No apology as permanent traveller site plans near Matlock are pushed forward

Council leaders have said there is “no need to apologise” to Dales residents after plans for a permanent traveller site in their village were pushed ahead without notice.

Monday, 12th October 2020, 12:15 pm
The Knabhall Lane site is said to be the village’s former tip

Derbyshire Dales District Council was called to say sorry for the lack of consultation over the now earmarked permanent site in Knabhall Lane, Tansley, approved in September.

Coun Steve Flitter, who represents the Tansley area on the district council, asked whether Coun Garry Purdy, leader of the authority, would apologise “for totally ignoring the wishes and rights of local residents and taxpayers in order to secure a site for travellers without full consultation”.

This comes as a surging number of formal complaints from Tansley parish councillors and residents have been submitted to the district council over the 11th-hour traveller site decision.

However, Coun Sue Hobson, the authority’s deputy leader, responding on behalf of Coun Purdy, who was absent, said: “The proper time and place for public consultation is through the planning process. That process will take place once a planning application has been submitted and the people of Tansley will have every opportunity to put their views forward.

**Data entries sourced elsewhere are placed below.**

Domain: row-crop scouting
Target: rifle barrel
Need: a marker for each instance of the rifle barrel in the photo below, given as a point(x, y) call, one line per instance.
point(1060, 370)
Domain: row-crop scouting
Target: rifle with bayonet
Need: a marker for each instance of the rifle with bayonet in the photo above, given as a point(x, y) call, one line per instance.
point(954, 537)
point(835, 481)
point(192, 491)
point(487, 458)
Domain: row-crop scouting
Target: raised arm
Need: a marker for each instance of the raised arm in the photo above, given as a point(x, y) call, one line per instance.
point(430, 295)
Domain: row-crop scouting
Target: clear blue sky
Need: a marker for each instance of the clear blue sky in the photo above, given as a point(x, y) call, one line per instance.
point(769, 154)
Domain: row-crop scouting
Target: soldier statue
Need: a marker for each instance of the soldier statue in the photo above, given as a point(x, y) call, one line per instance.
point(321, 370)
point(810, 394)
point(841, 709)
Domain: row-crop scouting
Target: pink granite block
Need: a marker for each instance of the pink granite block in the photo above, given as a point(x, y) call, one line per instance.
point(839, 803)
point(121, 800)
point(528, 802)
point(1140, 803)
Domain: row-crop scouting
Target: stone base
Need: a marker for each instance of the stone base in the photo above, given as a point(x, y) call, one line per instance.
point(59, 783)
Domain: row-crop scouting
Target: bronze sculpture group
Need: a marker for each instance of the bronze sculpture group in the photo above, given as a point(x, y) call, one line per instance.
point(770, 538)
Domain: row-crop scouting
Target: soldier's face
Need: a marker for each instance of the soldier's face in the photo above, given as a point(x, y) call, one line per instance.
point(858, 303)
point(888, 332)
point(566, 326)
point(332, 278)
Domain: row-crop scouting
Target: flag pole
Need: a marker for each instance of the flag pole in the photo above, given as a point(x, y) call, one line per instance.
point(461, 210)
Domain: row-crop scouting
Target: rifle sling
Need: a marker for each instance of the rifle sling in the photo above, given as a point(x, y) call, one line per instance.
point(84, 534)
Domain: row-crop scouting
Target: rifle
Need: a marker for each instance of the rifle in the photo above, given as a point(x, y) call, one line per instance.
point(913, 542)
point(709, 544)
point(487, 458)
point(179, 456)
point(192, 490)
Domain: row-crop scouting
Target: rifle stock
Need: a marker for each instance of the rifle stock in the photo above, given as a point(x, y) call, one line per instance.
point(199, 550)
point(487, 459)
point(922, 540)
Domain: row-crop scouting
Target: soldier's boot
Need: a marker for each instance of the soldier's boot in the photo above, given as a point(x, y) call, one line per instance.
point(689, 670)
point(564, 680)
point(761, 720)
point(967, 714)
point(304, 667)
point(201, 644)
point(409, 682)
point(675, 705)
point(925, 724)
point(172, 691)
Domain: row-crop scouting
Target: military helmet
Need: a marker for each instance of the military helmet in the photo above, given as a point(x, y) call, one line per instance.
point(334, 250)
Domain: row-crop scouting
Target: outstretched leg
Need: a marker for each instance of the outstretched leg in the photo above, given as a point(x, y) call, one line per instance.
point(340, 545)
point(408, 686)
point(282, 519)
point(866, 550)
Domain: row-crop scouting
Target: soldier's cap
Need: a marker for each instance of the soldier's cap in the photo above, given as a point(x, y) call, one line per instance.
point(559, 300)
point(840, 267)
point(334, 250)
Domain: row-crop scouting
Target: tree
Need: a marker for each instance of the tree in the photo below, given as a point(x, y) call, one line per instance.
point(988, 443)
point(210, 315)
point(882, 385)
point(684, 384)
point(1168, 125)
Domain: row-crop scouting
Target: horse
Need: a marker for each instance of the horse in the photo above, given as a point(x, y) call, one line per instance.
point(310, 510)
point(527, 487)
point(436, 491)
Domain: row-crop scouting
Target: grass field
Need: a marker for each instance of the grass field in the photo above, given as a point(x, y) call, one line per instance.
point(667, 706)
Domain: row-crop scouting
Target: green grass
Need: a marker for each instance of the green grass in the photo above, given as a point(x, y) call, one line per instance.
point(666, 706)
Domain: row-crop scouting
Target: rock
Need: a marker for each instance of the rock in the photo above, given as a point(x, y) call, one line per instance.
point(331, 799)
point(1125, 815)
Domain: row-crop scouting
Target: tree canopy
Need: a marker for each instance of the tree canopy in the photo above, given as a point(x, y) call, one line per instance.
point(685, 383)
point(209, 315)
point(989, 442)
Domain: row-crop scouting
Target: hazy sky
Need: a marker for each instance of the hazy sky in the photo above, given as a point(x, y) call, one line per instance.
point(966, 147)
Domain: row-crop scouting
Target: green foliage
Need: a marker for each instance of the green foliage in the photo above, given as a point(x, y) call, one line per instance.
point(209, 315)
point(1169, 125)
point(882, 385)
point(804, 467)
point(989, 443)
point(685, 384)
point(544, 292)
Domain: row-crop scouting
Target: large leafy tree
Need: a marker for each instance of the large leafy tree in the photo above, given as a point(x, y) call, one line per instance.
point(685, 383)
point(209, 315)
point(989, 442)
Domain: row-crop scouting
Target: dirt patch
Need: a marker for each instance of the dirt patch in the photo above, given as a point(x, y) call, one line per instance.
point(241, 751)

“Therefore, there is no need to apologise to them, or to anyone else.”

Coun Flitter said the decision caused controversy throughout his ward and asked if the residents had been served well over the Knabhall Lane decision.

Coun Hobson said the officers and members of the authority acted “properly and correctly”.

After the meeting, Coun Vicki Raynes, chairman of Tansley Parish Council, said: “The Conservative majority continue to close ranks, an apology or some form of regret might have been prudent, their arrogance is quite appalling.

“Coun Sue Hobson glibly telling everyone that the constitution has been followed, the majority Conservative group obviously have absolutely no knowledge or understanding of its content.

“These ill-informed councillors are taking decisions on our behalf.

“Sadly they seem prepared to continue along this rather precarious route. However, Tansley has gone beyond an apology, Coun Hobson.”

Meanwhile, during the meeting, Coun Mike Ratcliffe asked if the authority would hand the decisions on planning applications for the proposed traveller site to an independent organisation.

He said this would be to “provide clear, transparent, democratic decision-making and avoid any accusations of partisan self-interest on the part of this council”.

Coun Hobson said there was “no provision” for a planning application to be decided by someone outside of the planning authority (the district council). She said the decision should remain with democratically-elected local members.

Coun Hobson said that any councillors who have made a predetermined opinion either in favour or against the proposed traveller site should not take part in the decision-making process.

Failing to do so, she said, would be a breach of the councillor code of conduct.

Many councillors on the district council made their opinions known on the proposed traveller site options during the authority’s meeting on the subject in September.

This saw a site in Watery Lane, Clifton, near Ashbourne, kicked out.

More than 360 residents and the district’s Conservative MP Sarah Dines objected to the plan to house travellers there permanently at a cost over 30 years of more than £1 million in rent.

The “secret” site, near a Shrovetide goal, had been touted for the past year.

District councillors representing Tansley, Tansley Parish Council and Tansley residents said they had no idea the Knabhall Lane site was a remote possibility of becoming home to travellers until the meeting’s papers were published a week before.

They decried the perceived lack of consultation and public involvement and the council’s alleged lack of openness and transparency on the issue.

Despite the short time frame to lodge objections, 80 were submitted to the council over the Tansley site.

Several Dales councillors were “baffled, bemused and bewildered” that the Tansley site was even being considered due to its rural location and lack of resources for basic human needs.

The Knabhall Lane site is said to be the village’s former tip and sits opposite a camping site on a single-track lane and a lofty 800 feet above sea level.

It does not have access to clean water or electricity, which the council would have to provide temporary and permanent connections to at an as yet unknown cost to the taxpayer.

The traveller family in question are said to have concerns about the “remoteness” of the Tansley site and have said it is not their preferred geographic location.

Derbyshire Dales District Council has a legal duty to find a permanent home for one particular traveller family, with links to the Ashbourne area, which have registered as homeless.

It has not provided a permanent traveller site for several decades, despite a legal obligation to do so, a failure which its leadership openly admit is not acceptable and has “plagued us for far too long”.